Of course, one might wonder how she can keep up with the world of adult from her home base in Ft. Lauderdale?

"Hey, there's porn in Florida," Loftus said somewhat defensively. "It's not big like L.A.; it's not widely talked about. It's not like you could, say, drive around the streets and ask, 'Where's the Vivid building?' It's hidden away. But I've been to a couple of sets. They don't do a whole lot of big features or anything down here, but I've been to sets down here. [Director] Jim Gunn has been a friend of mine and a friend of Xcitement's for a hundred years. The sets I've been on have been mostly Jim Gunn sets."

But while much nicer—and certainly much saner—than Luke Ford, Loftus doesn't shy away from controversial material ... like posting announcements and criticism from religious anti-porn advocate Shelley Lubben.

"I think she's interesting and controversial and I don't agree with her, but that doesn't mean she doesn't have something to say," Loftus explained. "But what I think is funny is that people think that I agree with everybody I post. I just posted what she wrote; it doesn't mean I agree with her; it just means I think she has something to say and I'll give her a place to say it. You'd probably want to write an op-ed and rip her apart, but I leave that for my commenters, and they do. If Donny Long writes me, that doesn't mean I believe what I'm putting up—but it's interesting, and especially if it's controversial and it's interesting, then I let everyone have their own opinion. I don't have to agree with it."

But Loftus isn't moved to put in the amount of time and effort to pin down the facts behind some of what she publishes.

"I just spent the last week being an investigative reporter," she confessed in late May regarding a series of posting involving an alleged suicide by a member of TheFreakSquad.com. "To hell with that shit. My investigation goes so far as to find a couple of people that are going to tell me the same story so that I can get a confirmation: reliable people. This talking to 800 people and trying to figure out who's telling you the truth and who's not, and thousands of emails everybody's forwarding to you and everybody wants to IM you—that's the kind of stuff you do. I don't want any of that. I have a full-time job that pays me. Xcitement is a job that pays me; LukeIsBack is a job that hopefully will pay me in the future."

However, Loftus recognizes that many of the posts on LukeIsBack just aren't nice ... and she has a solution: a new site called LadieZnight.com.

"What happened was, I would do interviews and people would tell me, 'You know, I really like you and I want to do an interview but I don't want it on LukeIsBack because the commenters are mean,' and there's some people that don't want to deal with that," she explained. "You have to have a tough skin to be in porn, I think. But I don't blame them; my commenters are tough, and sometimes they don't want to do a story with me and have people say, 'Her fake boobs are awful,' or 'I don't like her hair,' or 'She's 30; she needs to retire.' I don't blame them. Plus truthfully, I'm a really nice person. You might not be able to tell that from LukeIsBack sometimes."

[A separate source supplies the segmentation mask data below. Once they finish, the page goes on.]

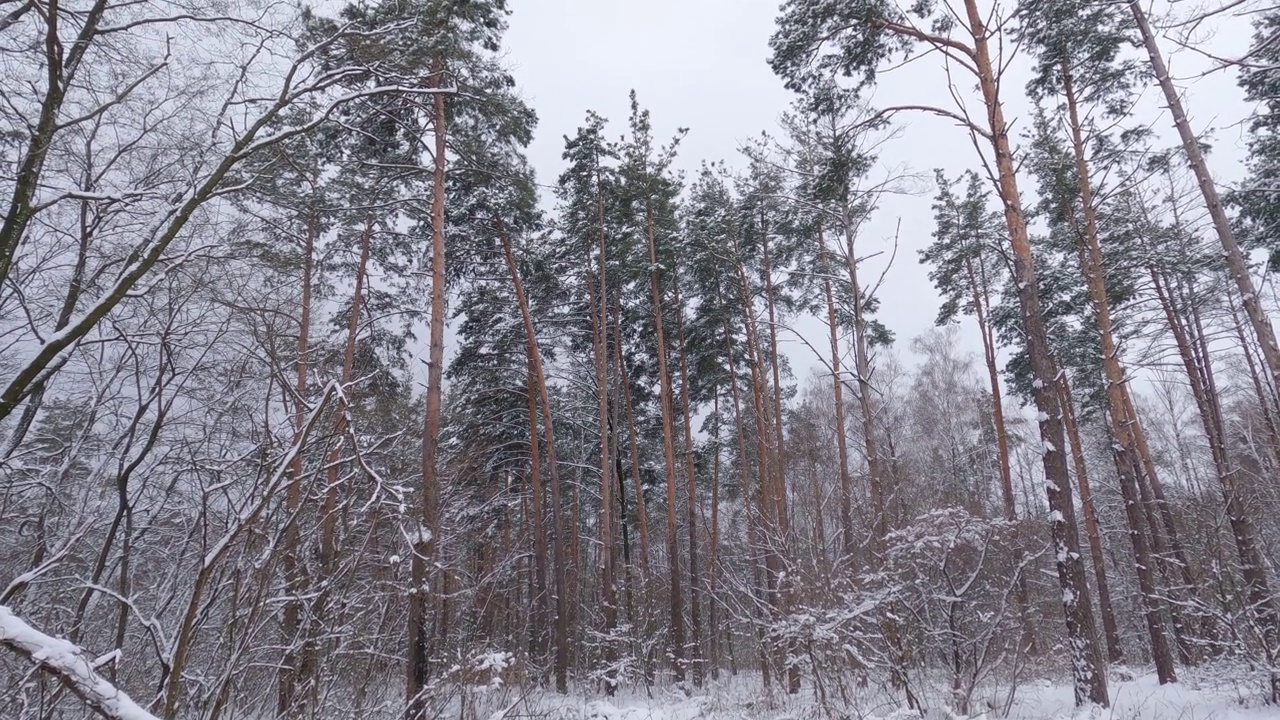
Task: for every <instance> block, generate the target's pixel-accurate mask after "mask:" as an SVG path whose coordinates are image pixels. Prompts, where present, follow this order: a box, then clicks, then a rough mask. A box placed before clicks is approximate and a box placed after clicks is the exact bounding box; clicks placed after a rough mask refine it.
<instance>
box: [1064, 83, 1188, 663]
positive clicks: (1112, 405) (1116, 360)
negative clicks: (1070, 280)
mask: <svg viewBox="0 0 1280 720" xmlns="http://www.w3.org/2000/svg"><path fill="white" fill-rule="evenodd" d="M1061 76H1062V91H1064V94H1065V96H1066V111H1068V120H1069V123H1070V128H1071V151H1073V154H1074V156H1075V182H1076V188H1078V190H1079V192H1080V205H1082V211H1083V214H1084V233H1083V241H1084V243H1083V246H1082V247H1080V250H1079V254H1078V255H1079V259H1080V272H1082V273H1083V274H1084V282H1085V287H1087V290H1088V293H1089V301H1091V304H1092V305H1093V320H1094V324H1096V325H1097V329H1098V338H1100V342H1101V345H1102V374H1103V377H1105V378H1106V382H1107V418H1108V419H1110V427H1111V437H1112V443H1114V455H1115V462H1116V470H1117V471H1119V473H1120V491H1121V493H1123V495H1124V501H1125V516H1126V518H1128V520H1129V539H1130V542H1132V544H1133V552H1134V562H1135V569H1137V573H1138V588H1139V592H1140V593H1142V603H1143V609H1144V615H1146V618H1147V632H1148V634H1149V637H1151V655H1152V659H1153V661H1155V664H1156V675H1157V678H1158V679H1160V683H1161V684H1165V683H1174V682H1178V675H1176V673H1175V670H1174V659H1172V655H1171V651H1170V644H1169V638H1167V637H1166V634H1165V623H1164V619H1162V614H1161V605H1162V603H1161V601H1160V594H1158V591H1157V589H1156V583H1155V577H1153V568H1155V565H1153V560H1155V557H1153V556H1152V553H1151V548H1149V546H1148V543H1147V537H1146V533H1144V532H1143V520H1144V518H1143V515H1144V512H1143V509H1144V507H1147V503H1144V502H1142V496H1140V492H1139V483H1140V479H1139V477H1138V474H1137V471H1135V470H1137V448H1138V439H1137V434H1138V433H1139V432H1142V425H1138V423H1137V421H1132V420H1135V418H1134V419H1130V416H1129V406H1128V402H1126V398H1125V389H1124V388H1125V377H1124V368H1121V366H1120V350H1119V348H1117V347H1116V342H1115V333H1114V331H1112V322H1111V305H1110V301H1108V300H1107V287H1106V278H1105V277H1103V268H1102V249H1101V246H1100V245H1098V223H1097V209H1096V206H1094V202H1093V183H1092V182H1091V178H1089V165H1088V159H1087V158H1085V152H1084V133H1083V129H1082V127H1080V115H1079V109H1078V106H1076V97H1075V85H1074V78H1073V76H1071V69H1070V67H1069V65H1068V63H1066V60H1065V59H1064V60H1062V65H1061ZM1071 214H1073V210H1071V209H1069V215H1068V217H1071ZM1152 480H1153V482H1156V480H1155V478H1152ZM1152 537H1153V539H1155V538H1156V537H1157V536H1156V534H1155V533H1153V536H1152ZM1156 542H1157V543H1158V542H1160V541H1158V539H1157V541H1156Z"/></svg>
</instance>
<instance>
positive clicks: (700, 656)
mask: <svg viewBox="0 0 1280 720" xmlns="http://www.w3.org/2000/svg"><path fill="white" fill-rule="evenodd" d="M671 273H672V279H671V282H672V290H673V293H675V296H673V300H675V301H676V342H677V343H678V345H680V406H681V410H680V411H681V414H682V415H684V416H685V421H684V423H682V424H684V428H685V473H686V474H687V477H689V478H687V479H689V500H687V502H686V506H685V523H686V524H687V525H689V632H690V638H689V664H690V665H691V666H692V669H694V685H696V687H699V688H700V687H703V678H704V673H705V667H703V651H701V642H703V621H701V612H700V610H701V609H700V598H699V597H698V596H699V592H700V589H699V587H700V584H701V583H700V582H699V579H698V575H699V571H700V566H699V565H698V480H696V474H695V471H694V430H692V423H694V416H692V414H691V413H690V411H689V346H687V345H685V306H684V305H682V304H681V300H680V270H678V269H676V268H672V272H671ZM713 632H714V630H713Z"/></svg>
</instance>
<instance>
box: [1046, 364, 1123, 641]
mask: <svg viewBox="0 0 1280 720" xmlns="http://www.w3.org/2000/svg"><path fill="white" fill-rule="evenodd" d="M1059 392H1060V393H1061V395H1060V397H1061V401H1062V423H1064V425H1065V427H1066V437H1068V441H1069V442H1070V445H1071V460H1073V462H1074V465H1075V479H1076V482H1078V483H1079V484H1080V509H1082V511H1083V514H1084V533H1085V536H1087V537H1088V541H1089V560H1092V561H1093V579H1094V582H1096V583H1097V585H1098V611H1100V612H1101V614H1102V630H1103V634H1105V635H1106V642H1107V660H1110V661H1111V662H1116V664H1119V662H1124V646H1123V644H1120V629H1119V628H1117V625H1116V615H1115V609H1114V606H1112V605H1111V588H1110V582H1108V580H1107V569H1106V556H1105V555H1103V552H1102V532H1101V529H1100V525H1098V509H1097V506H1096V505H1094V502H1093V489H1092V488H1091V487H1089V470H1088V468H1087V466H1085V465H1084V446H1083V443H1082V442H1080V429H1079V427H1078V425H1076V421H1075V404H1074V402H1071V387H1070V386H1069V384H1068V379H1066V375H1065V374H1064V375H1062V378H1061V383H1060V384H1059Z"/></svg>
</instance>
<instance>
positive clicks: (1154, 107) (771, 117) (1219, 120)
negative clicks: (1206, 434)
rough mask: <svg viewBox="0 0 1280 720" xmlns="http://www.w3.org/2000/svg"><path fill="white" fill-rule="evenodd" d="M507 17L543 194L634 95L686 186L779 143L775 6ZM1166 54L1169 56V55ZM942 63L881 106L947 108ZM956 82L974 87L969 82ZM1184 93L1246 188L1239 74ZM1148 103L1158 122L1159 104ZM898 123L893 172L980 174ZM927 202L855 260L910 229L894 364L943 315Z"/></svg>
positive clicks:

"So what ended up happening, I thought, well, truthfully, I should have a site for all these people who want an interview but if anybody wants to comment, it's going to be something interesting, nice, or a question, not rip them apart," she continued. "The comments on LadieZnight are moderated. The comments on LukeIsBack pretty much say anything goes; free for all; throw poop if you want. But there are a couple of things you can't do: Racist things, I don't like, and there are a couple of things. But on LadieZnight, every comment is moderated and everything is positive, and if you say something bad about someone, the comment's not going up. It really is the site for women into porn, and for all the fans. And if somebody has something really hardcore to say, they can go to LukeIsBack."

And, thankfully, they won't find Luke Ford there.